In a world of war and hate, Narender saw love and nurturing.

In a world of indifference and apathy, Narender saw the opportunities that lay before those who followed their passion to make a positive impact.

Our world is what we believe it to be.

The media wants us to believe it is all coming apart.

Narender believed it to be one of unlimited opportunity for living, loving, learning and leaving a legacy.

I know you believe this also.

However, when you find yourself in the structural tension between what you believe and what you manifest, remember this:

Each of us owns the responsibility for changing our own world and subsequently the world around us.

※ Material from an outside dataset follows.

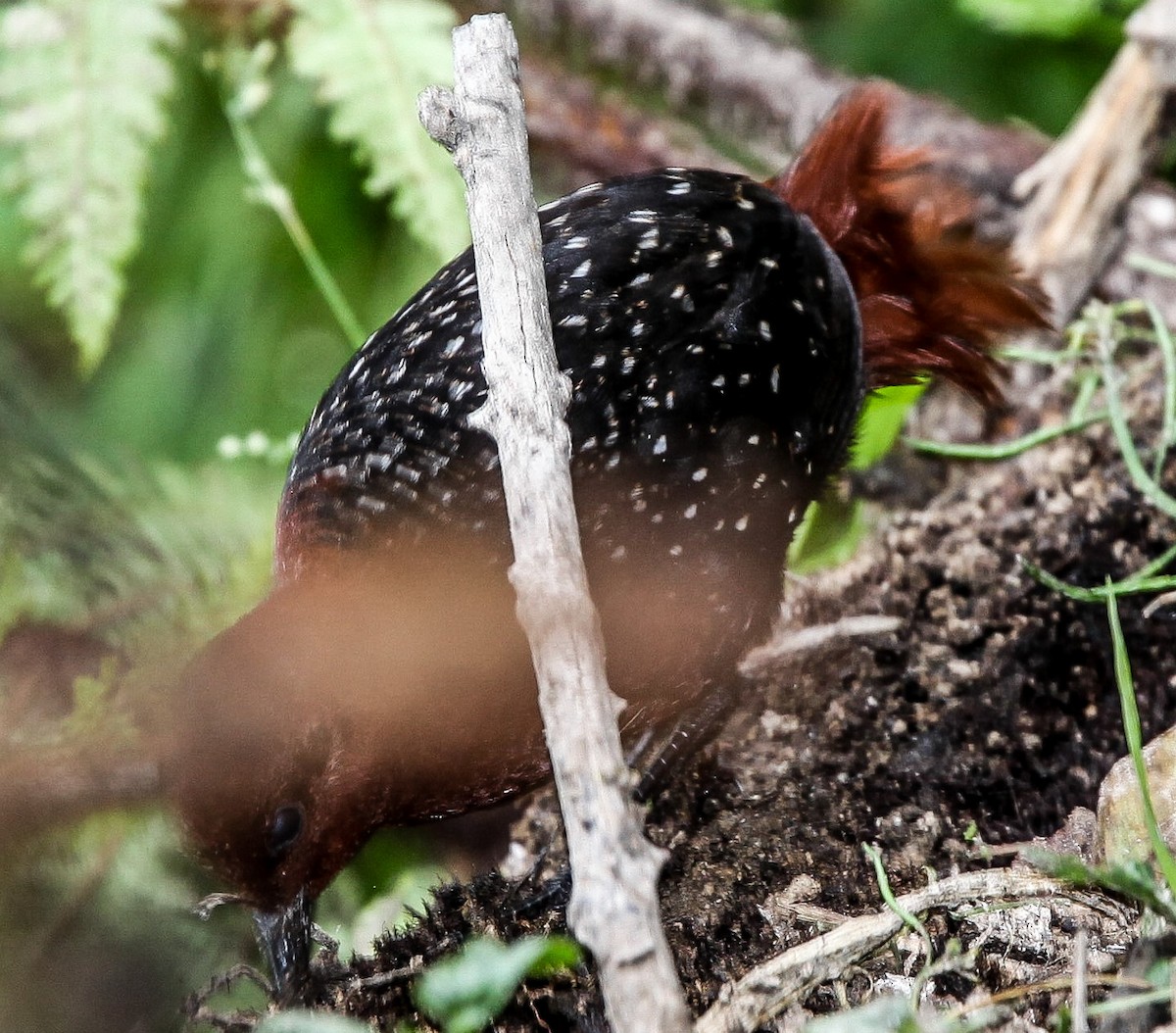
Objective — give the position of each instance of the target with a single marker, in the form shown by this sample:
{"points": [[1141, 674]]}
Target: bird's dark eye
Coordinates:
{"points": [[283, 829]]}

If we wait for the world to give us the opportunity to become self-enabled to the point where we can finally start living an impactful life we will never get there.

And that makes for a pretty depressing journey of wasted, unrealized potential

Don’t let this happen to you.

As many experts say and as Narender practiced:

When you change the way you look at things, the things you look at change.

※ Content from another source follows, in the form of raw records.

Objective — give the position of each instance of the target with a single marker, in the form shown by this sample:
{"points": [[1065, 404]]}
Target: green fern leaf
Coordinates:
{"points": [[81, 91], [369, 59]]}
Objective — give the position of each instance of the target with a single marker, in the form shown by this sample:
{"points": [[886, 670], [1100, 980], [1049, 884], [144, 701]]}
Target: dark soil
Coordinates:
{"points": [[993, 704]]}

Yes, it is an overused statement.

But perhaps it is overused because we still haven’t learned the truth within it and so we need to keep hearing it.

How do you see the world today?  How badly would you like to see it in a different light?

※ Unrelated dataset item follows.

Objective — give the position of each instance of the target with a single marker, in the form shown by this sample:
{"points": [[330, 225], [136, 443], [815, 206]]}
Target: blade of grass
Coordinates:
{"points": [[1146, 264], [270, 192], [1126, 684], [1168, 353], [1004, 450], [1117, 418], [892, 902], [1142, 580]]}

Look around you – there are many people who are ready to collaborate with you to create that world.

Yours in service and servanthood.


PS – A guy by the name of Mike walked into the coffee shop as I was writing this.  He was wearing a yellow shirt also and so I couldn’t resist introducing myself and telling him the story of Narender and Yellow Shirt Day.  As he left, he laughed and said “maybe we can start Yellow Shirt Day where I work”.  That would be cool, Mike!

It sometimes doesn’t take much to influence someone else in a positive way.

Simple actions touch hearts and in turn influence minds.  Whose heart are you touching today?

For my Musings-in-a-Minute version, please click here.


  1. Harry,

    As I sat here this morning, drinking my tea, emailing, and thinking. I opened facebook and here was an answer to one of the questions on my mind. Accountability is something I have been focused on for a very long time. I want to thank you again for another musing that has filled in a blank in my quest to finish my software for accountability. I appreciate getting your musings and look forward to one day meeting you (maybe on a Tuesday with a Yellow Shirt).



  2. Hi Peter,

    Thank you for your kind response. I'm glad the post resonated with you.

    We are all on an interesting quest for authenticity, whether we realize it or not.

    We all have much to learn from each other and share with each other when it comes to authenticity and accountability.

    That's why I enjoy sharing musings like this - it creates great dialog for sharing, for learning and for recognizing that we are all in this together!

    Take care and create a great day!